The US Senate during Trump's first impeachment trial (I didn't want to put an picture of Trump here. He's had enough publicity.) |
1) The nation needs to see and hear all the evidence indicting Trumpy for lying to the American public about his loss to Joe Biden.
2) There has to be some consequences for his rabble-rousing and lying.
3) There needs to be a public record of Republicans approving or condemning a leader who puts his own personal political fortunes above the good of the country by scheming and plotting to vacate a free and fair election with spurious and fabricated evidence.

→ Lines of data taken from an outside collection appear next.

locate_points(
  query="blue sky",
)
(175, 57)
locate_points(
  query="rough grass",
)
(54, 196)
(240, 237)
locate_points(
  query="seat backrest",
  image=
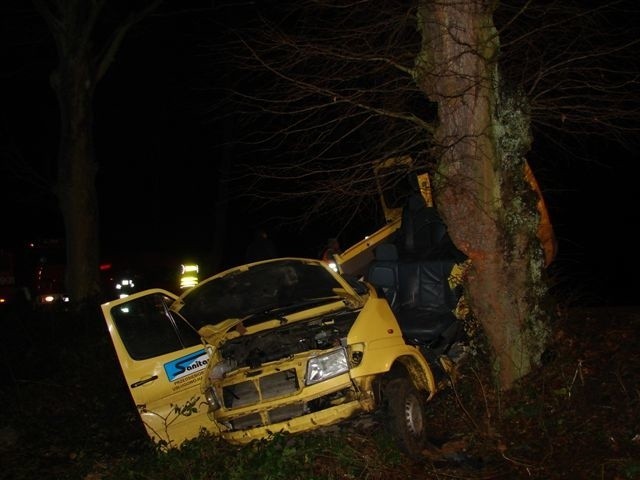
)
(425, 284)
(422, 227)
(383, 271)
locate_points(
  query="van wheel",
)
(405, 417)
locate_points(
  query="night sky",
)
(157, 148)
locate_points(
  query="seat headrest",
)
(386, 252)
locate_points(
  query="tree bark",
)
(77, 169)
(480, 143)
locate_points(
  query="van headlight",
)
(327, 365)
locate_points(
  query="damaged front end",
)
(283, 361)
(283, 378)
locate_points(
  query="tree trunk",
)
(481, 191)
(76, 189)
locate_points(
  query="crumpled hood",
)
(273, 290)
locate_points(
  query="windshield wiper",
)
(279, 312)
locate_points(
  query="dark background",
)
(158, 144)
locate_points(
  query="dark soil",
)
(64, 405)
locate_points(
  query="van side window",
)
(148, 329)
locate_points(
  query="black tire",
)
(405, 416)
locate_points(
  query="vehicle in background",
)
(290, 345)
(44, 262)
(10, 291)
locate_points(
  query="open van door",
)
(163, 360)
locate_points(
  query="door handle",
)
(142, 382)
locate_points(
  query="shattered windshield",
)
(260, 288)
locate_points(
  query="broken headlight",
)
(327, 365)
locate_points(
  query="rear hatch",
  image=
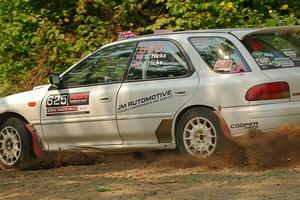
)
(277, 52)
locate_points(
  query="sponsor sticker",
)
(144, 101)
(223, 65)
(268, 55)
(246, 125)
(284, 62)
(257, 54)
(288, 52)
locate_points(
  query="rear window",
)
(274, 51)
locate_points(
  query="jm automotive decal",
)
(67, 104)
(145, 101)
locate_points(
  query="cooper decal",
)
(247, 125)
(144, 101)
(67, 104)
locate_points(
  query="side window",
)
(105, 66)
(220, 54)
(157, 60)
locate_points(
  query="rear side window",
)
(220, 54)
(157, 60)
(274, 51)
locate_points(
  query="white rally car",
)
(185, 90)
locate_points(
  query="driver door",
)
(81, 113)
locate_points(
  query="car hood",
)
(37, 94)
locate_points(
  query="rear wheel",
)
(14, 143)
(199, 133)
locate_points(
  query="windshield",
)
(274, 51)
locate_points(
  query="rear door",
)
(278, 55)
(159, 82)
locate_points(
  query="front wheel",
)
(14, 143)
(199, 133)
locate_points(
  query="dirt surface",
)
(256, 166)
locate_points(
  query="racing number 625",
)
(57, 100)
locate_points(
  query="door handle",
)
(181, 93)
(105, 99)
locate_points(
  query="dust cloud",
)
(279, 148)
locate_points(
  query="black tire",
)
(20, 142)
(211, 132)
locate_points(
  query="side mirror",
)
(54, 79)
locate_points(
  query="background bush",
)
(38, 37)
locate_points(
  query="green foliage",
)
(39, 36)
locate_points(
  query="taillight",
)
(268, 91)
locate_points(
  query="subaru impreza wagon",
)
(180, 90)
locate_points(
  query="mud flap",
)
(35, 142)
(223, 124)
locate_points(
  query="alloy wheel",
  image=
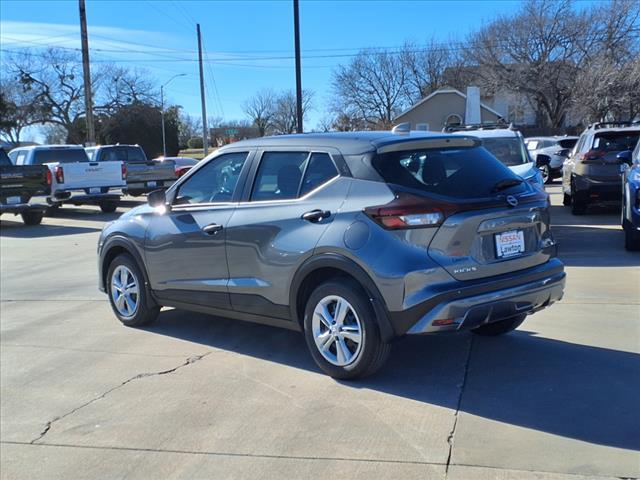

4) If convicted, there can be a vote to bar Trump from ever holding office again. (That's the main reason.)
Andrew Jackson |
With conviction a remote possibility, there is some movement for censure rather than an impeachment conviction. Tim Kaine of Virginia and reportedly Susan Collins of Maine are working on a censure resolution. Censure is not as extreme as impeachment. In essence it's a statement of condemnation. Probably the most famous Senate censure was of Joseph McCarthy, the rabid anti-Communist witch-hunter. Only one president has ever been censured--Andrew Jackson, probably the only president Trump has admired because of his populist stances. In 1834, the Whig-controlled Senate voted to censure Jackson, a member of the opposing Democratic Party, for withholding documents pertaining to his closing down the Bank of the United States. The censure was later reversed. It's not clear if such a censure of Trump would also contain language to forbid from running again. A Google search turned up several headlines with conflicts statements. Some said a censure would prevent a future Trump presidency and some said not.
So I called Tim Kaine's Senate office and actually got a live staff member on the phone. I asked her would the Senator's censure resolution stop Trump from regaining the White House or would it just be a slap on the wrist for being a naughty boy. The staffer told me the resolution was not public yet and that she couldn't say. But she did say that it would require only 60 votes as opposed to the 67 needed for conviction in impeachment. The staffer went on to say Kaine was focused on COVID relief and she couldn't give me any more information.